At least one Variable segment is required. The identifier must be unique in the
file. The first segment value must be at least 2 bytes (hard fail for shorter); values
below 4 bytes emit a warning — short prefixes match too many positions in the payload.
### `list` — list all patterns
```sh
doppel list --patterns secrets.toml
```
Prints a human-readable summary: each `[[pattern]]` entry's identifier, kind (`family` or
`instance`), segment description, and digest count. Does not modify the file.
### `inspect` — show detail for one pattern
```sh
doppel inspect --patterns secrets.toml --identifier anthropic
doppel inspect --patterns secrets.toml --identifier my-api-key
```
`--identifier` is required. Accepts any pattern kind (family or instance).
Prints full detail for the matched entry: all segments, salt fingerprint (first 8 hex
chars), kind, and digest count. Does not modify the file.
### `remove` — remove a pattern
```sh
doppel remove --patterns secrets.toml --identifier anthropic
doppel remove --patterns secrets.toml --identifier my-api-key
```
`--identifier` is required. Removes the specified entry and writes the file back
atomically. Removing a built-in structural pattern identifier emits a warning but
succeeds; `swap` will no longer detect that secret class.
## Streaming
`restore` processes a stream incrementally. It uses suspicion-driven buffering:
chunks are held only while a potential match is in flight, bounded by the longest
secret length across active patterns (typically 100–200 bytes).
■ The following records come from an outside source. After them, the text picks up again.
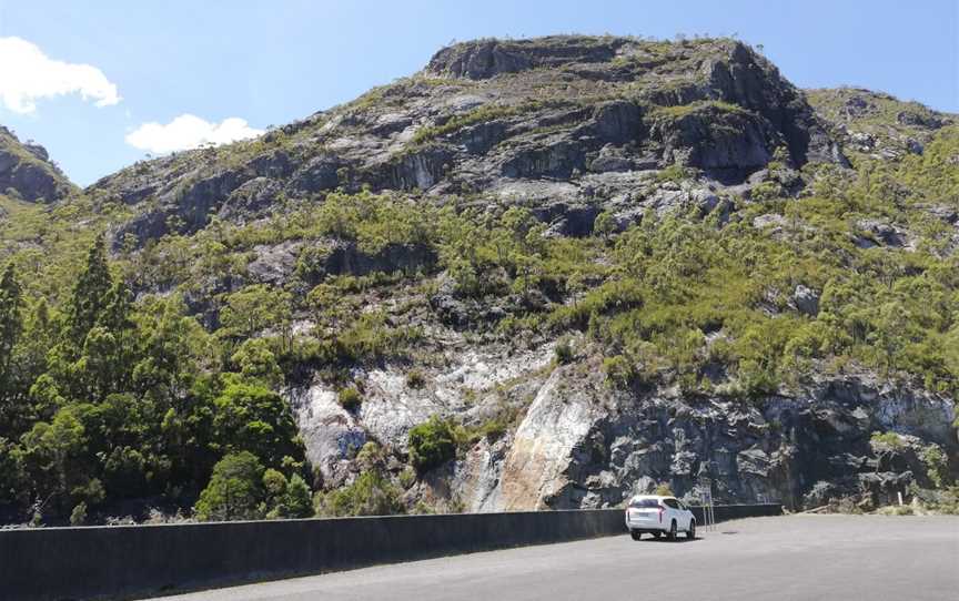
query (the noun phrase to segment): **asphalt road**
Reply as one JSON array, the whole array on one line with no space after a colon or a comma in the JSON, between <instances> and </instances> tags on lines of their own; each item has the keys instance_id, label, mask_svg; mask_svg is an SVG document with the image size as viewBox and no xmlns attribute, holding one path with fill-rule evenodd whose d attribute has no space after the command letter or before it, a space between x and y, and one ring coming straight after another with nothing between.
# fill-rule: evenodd
<instances>
[{"instance_id":1,"label":"asphalt road","mask_svg":"<svg viewBox=\"0 0 959 601\"><path fill-rule=\"evenodd\" d=\"M720 523L688 542L609 537L164 600L946 601L957 595L959 518L791 516Z\"/></svg>"}]
</instances>

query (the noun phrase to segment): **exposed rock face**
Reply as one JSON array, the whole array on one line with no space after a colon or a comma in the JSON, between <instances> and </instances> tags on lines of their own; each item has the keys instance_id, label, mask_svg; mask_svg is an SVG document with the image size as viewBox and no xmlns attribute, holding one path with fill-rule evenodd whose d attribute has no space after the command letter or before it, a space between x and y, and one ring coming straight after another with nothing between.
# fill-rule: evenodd
<instances>
[{"instance_id":1,"label":"exposed rock face","mask_svg":"<svg viewBox=\"0 0 959 601\"><path fill-rule=\"evenodd\" d=\"M588 375L557 369L511 441L499 490L487 497L503 509L609 507L663 482L695 500L710 480L721 501L789 508L808 505L804 495L820 481L831 482L834 498L864 487L880 495L898 476L875 476L870 435L895 429L917 437L920 450L955 449L952 411L948 398L857 377L749 406L612 394ZM917 452L898 459L897 473L911 468L909 478L925 481Z\"/></svg>"},{"instance_id":2,"label":"exposed rock face","mask_svg":"<svg viewBox=\"0 0 959 601\"><path fill-rule=\"evenodd\" d=\"M607 62L627 44L624 39L599 41L576 35L517 41L481 40L444 48L430 61L426 72L436 77L488 79L529 69Z\"/></svg>"},{"instance_id":3,"label":"exposed rock face","mask_svg":"<svg viewBox=\"0 0 959 601\"><path fill-rule=\"evenodd\" d=\"M0 126L0 194L52 203L72 191L67 177L50 162L47 149L22 144L13 132Z\"/></svg>"},{"instance_id":4,"label":"exposed rock face","mask_svg":"<svg viewBox=\"0 0 959 601\"><path fill-rule=\"evenodd\" d=\"M521 204L548 224L546 236L588 235L600 214L614 232L649 213L709 216L723 226L770 190L774 197L801 201L810 173L822 166L802 169L809 163L849 173L847 154L898 160L922 153L933 132L951 122L861 90L809 98L812 104L733 40L468 42L441 50L423 72L353 103L256 141L134 165L88 192L134 213L115 228L114 247L127 238L143 244L192 234L214 217L255 224L297 203L323 203L337 189L405 191L437 205L456 195L481 213ZM895 126L874 126L878 114L894 114ZM46 152L26 149L46 161ZM764 211L746 218L777 241L811 230L798 217ZM936 201L928 213L956 228L959 248L953 207ZM850 242L859 247L915 248L901 224L856 217L855 225ZM369 249L296 238L246 249L245 273L188 291L188 306L208 326L216 319L211 298L249 283L300 294L329 276L435 274L440 263L437 251L415 244ZM822 291L811 286L821 285L789 284L769 313L788 306L815 318ZM502 419L499 430L461 449L408 492L421 495L414 500L454 499L474 511L609 507L659 483L694 499L709 481L726 502L797 508L864 490L881 499L925 481L925 446L956 457L955 399L919 388L859 374L819 375L788 396L748 400L620 390L603 380L596 349L555 366L555 340L483 346L457 329L498 322L516 298L457 295L448 274L416 294L431 314L421 324L437 355L425 361L424 387L410 386L408 365L376 364L352 367L350 377L363 383L355 411L343 409L320 378L289 391L307 457L327 489L355 477L356 451L369 440L398 464L410 429L432 415L455 417L464 427ZM711 383L728 380L726 367L715 371ZM871 434L886 430L916 437L895 465L878 465L869 448Z\"/></svg>"}]
</instances>

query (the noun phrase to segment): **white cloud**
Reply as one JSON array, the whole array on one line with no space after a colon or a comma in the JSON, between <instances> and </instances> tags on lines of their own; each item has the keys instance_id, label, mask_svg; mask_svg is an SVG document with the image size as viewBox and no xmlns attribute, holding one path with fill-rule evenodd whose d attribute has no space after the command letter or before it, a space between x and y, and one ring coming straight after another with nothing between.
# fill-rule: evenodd
<instances>
[{"instance_id":1,"label":"white cloud","mask_svg":"<svg viewBox=\"0 0 959 601\"><path fill-rule=\"evenodd\" d=\"M127 134L127 143L133 147L165 154L168 152L196 149L204 144L226 144L262 134L263 130L251 128L246 120L238 116L210 123L196 115L182 114L166 123L143 123Z\"/></svg>"},{"instance_id":2,"label":"white cloud","mask_svg":"<svg viewBox=\"0 0 959 601\"><path fill-rule=\"evenodd\" d=\"M37 44L0 38L0 103L17 113L32 113L37 100L80 94L97 106L120 102L117 85L95 67L55 61Z\"/></svg>"}]
</instances>

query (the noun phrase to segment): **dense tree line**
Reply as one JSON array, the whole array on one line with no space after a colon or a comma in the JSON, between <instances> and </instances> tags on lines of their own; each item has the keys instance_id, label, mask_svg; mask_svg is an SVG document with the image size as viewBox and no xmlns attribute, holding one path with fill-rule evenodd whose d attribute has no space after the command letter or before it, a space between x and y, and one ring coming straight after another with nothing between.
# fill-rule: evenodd
<instances>
[{"instance_id":1,"label":"dense tree line","mask_svg":"<svg viewBox=\"0 0 959 601\"><path fill-rule=\"evenodd\" d=\"M264 513L286 503L287 479L302 498L303 447L271 389L275 358L250 347L236 361L222 357L229 345L185 313L175 295L134 308L127 284L111 273L102 237L60 310L42 298L27 302L7 266L0 502L38 521L79 520L124 500L189 508L224 456L252 457L261 476L270 470L270 495L282 499ZM209 515L218 511L214 497L215 490L203 497Z\"/></svg>"}]
</instances>

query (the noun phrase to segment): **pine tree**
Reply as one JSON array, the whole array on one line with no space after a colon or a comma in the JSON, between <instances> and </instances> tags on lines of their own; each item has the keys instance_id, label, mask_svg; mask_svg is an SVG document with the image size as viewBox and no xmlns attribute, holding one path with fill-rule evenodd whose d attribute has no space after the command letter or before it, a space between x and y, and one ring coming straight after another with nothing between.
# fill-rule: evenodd
<instances>
[{"instance_id":1,"label":"pine tree","mask_svg":"<svg viewBox=\"0 0 959 601\"><path fill-rule=\"evenodd\" d=\"M13 346L23 328L23 300L13 265L7 265L0 276L0 437L10 435L17 421L16 378L12 374Z\"/></svg>"},{"instance_id":2,"label":"pine tree","mask_svg":"<svg viewBox=\"0 0 959 601\"><path fill-rule=\"evenodd\" d=\"M13 345L23 329L22 305L20 283L11 263L0 276L0 386L3 386L7 379ZM2 388L0 396L3 396Z\"/></svg>"},{"instance_id":3,"label":"pine tree","mask_svg":"<svg viewBox=\"0 0 959 601\"><path fill-rule=\"evenodd\" d=\"M87 265L77 278L68 307L70 343L75 348L83 348L87 334L97 325L109 303L112 285L103 236L99 235L87 254Z\"/></svg>"}]
</instances>

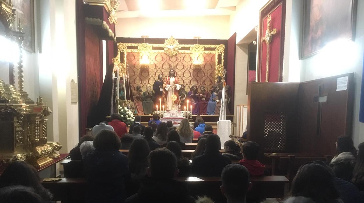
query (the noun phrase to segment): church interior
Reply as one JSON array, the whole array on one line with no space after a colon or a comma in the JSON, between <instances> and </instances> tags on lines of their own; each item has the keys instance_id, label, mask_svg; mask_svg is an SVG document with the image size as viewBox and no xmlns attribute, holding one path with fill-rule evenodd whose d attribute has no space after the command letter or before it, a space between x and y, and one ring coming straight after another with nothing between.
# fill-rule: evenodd
<instances>
[{"instance_id":1,"label":"church interior","mask_svg":"<svg viewBox=\"0 0 364 203\"><path fill-rule=\"evenodd\" d=\"M0 202L364 202L363 70L363 0L0 0Z\"/></svg>"}]
</instances>

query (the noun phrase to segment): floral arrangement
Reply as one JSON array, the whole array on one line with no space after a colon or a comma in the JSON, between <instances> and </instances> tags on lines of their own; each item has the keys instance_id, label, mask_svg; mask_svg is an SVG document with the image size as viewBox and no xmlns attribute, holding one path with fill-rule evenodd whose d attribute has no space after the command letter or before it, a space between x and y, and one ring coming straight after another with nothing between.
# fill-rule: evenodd
<instances>
[{"instance_id":1,"label":"floral arrangement","mask_svg":"<svg viewBox=\"0 0 364 203\"><path fill-rule=\"evenodd\" d=\"M121 121L125 123L127 126L129 126L134 123L134 119L135 117L130 110L126 107L122 107L119 106L118 107L119 114L121 117Z\"/></svg>"},{"instance_id":2,"label":"floral arrangement","mask_svg":"<svg viewBox=\"0 0 364 203\"><path fill-rule=\"evenodd\" d=\"M159 117L159 118L162 118L164 117L164 111L155 111L153 112L153 114L155 113L158 114L158 115Z\"/></svg>"}]
</instances>

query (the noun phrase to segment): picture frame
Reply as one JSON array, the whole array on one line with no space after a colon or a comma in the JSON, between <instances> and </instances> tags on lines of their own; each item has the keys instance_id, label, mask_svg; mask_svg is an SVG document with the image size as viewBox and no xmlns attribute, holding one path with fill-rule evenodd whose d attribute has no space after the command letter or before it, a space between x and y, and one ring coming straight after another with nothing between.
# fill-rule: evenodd
<instances>
[{"instance_id":1,"label":"picture frame","mask_svg":"<svg viewBox=\"0 0 364 203\"><path fill-rule=\"evenodd\" d=\"M331 42L354 40L357 0L304 0L303 4L300 60Z\"/></svg>"},{"instance_id":2,"label":"picture frame","mask_svg":"<svg viewBox=\"0 0 364 203\"><path fill-rule=\"evenodd\" d=\"M20 20L24 33L23 48L29 52L35 53L34 1L12 0L12 2L16 9L14 28L17 27Z\"/></svg>"}]
</instances>

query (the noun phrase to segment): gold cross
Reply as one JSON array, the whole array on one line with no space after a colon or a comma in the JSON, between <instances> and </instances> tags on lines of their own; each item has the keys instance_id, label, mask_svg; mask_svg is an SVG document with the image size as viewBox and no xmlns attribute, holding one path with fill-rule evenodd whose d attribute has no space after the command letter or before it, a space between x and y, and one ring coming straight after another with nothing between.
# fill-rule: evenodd
<instances>
[{"instance_id":1,"label":"gold cross","mask_svg":"<svg viewBox=\"0 0 364 203\"><path fill-rule=\"evenodd\" d=\"M274 28L270 31L270 15L267 17L267 30L265 31L265 36L262 37L262 42L265 41L267 45L267 63L265 69L265 82L268 82L269 71L269 44L272 40L272 37L277 34L277 29Z\"/></svg>"}]
</instances>

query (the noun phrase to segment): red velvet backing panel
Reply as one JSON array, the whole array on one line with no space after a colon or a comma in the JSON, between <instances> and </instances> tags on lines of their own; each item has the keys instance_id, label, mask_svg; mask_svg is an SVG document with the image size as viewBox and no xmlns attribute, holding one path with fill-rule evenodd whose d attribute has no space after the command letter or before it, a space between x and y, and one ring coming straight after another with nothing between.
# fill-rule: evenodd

### Async streaming (`async` feature)
```toml
[dependencies]
doppel = { version = "0.0.1", features = ["async"] }
```
With the `async` feature, `RestoreStream` wraps entries and session key into a
`futures_core::Stream` adapter. Pass it any `Stream<Item = Result<Bytes, E>>` and
it yields restored `Bytes` chunks as they arrive — no runtime dependency beyond
`futures-core` and `bytes`.
## For the paranoid
Registered secrets are stored as: a 32-byte `salt`, an `opaque` segment holding the
first `anchor_len` bytes of the secret (default 3), a `variable` segment encoding the
remaining byte count, and one or more HMAC-SHA256 digests (`HMAC(salt, secret)`) in the
`digests` array — never as the plaintext value. The source of truth is
[`doppel/src/secrets.rs`](doppel/src/secrets.rs).
You can verify any registered entry against its original secret using only `openssl`,
`python3`, and standard POSIX utilities, and independently reproduce the fake doppel
will generate. See [docs/for-the-paranoid.md](docs/for-the-paranoid.md) for the full
audit script and fake-derivation walkthrough.